A Comparison of the effect of Oral Misoprostol and Vaginal Misoprostol on the Labor Induction at Term.
- Author:
Jae Hun SONG
1
;
Young Wook JEONG
;
Jeong Won MIN
;
Suk Su LEE
Author Information
1. Department of Obstetrics and Gynecology, Sun General Hospital, Daejeon, Korea. cofmilo@hanmail.net
- Publication Type:Original Article ; Randomized Controlled Trial
- Keywords:
Labor induction;
Oral misoprostol;
Vaginal misoprostol
- MeSH:
Cervical Ripening;
Cesarean Section;
Female;
Heart Rate, Fetal;
Humans;
Meconium;
Misoprostol*;
Parturition;
Pregnancy
- From:Korean Journal of Obstetrics and Gynecology
2006;49(3):536-543
- CountryRepublic of Korea
- Language:Korean
-
Abstract:
OBJECTIVE: To compare the safety and the efficacy of oral 100 microgram versus vaginal 50 microgram misoprostol for labor induction at term. METHODS: Eighty patients with indicated for labor induction were randomized to receive either oral misoprostol 100 microgram or 50 microgram of vaginal misoprostol. In both groups, the dosage was repeated every 6 hours, if needed, to a maximum of four doses. We compared the Bishop score during labor induction, average interval from induction to delivery, vaginal delivery rate within 12 hours and 24 hours, mode of delivery, neonatal outcomes, and maternal complications between two groups. RESULTS: In two groups, demographic characteristics were similar. Regarding the change of Bishop score checked after 4 hours and 8 hours, it was statistically shown that the score was significantly high in oral misoprostol group compared to vaginal misoprostol group (5.9+/-1.4 vs. 5.1+/-1.1, p<0.05; 8.6+/-2.3 vs. 7.1+/-2.1, p<0.05).
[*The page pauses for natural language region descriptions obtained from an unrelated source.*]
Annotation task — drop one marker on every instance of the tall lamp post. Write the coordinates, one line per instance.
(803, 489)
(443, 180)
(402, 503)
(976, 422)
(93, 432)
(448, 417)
In nulliparous women, the average interval from induction to delivery was shorter in oral misoprostol group than in vaginal misoprostol group (927.4+/-344.7 minutes vs. 1130.6+/-297.0 minutes, p<0.01). In multiparous women, the average interval from induction to delivery was shorter in oral misoprostol group than in vaginal misoprostol group (674.2+/-110.4 minutes vs. 831.1+/-181.6 minutes, p<0.01). There was no clinical or statistical difference between two groups in mode of delivery, cesarean section rate, fetal heart rate abnormalities, tachysystole, hyperstimulation syndrome, meconium staining and fetal outcome (Apgar score at 1 and 5 minutes, birth weight). CONCLUSION: These results suggest that oral misoprostol 100 microgram is more effective for cervical ripening and induction of labor than vaginal misoprostol 50 microgram.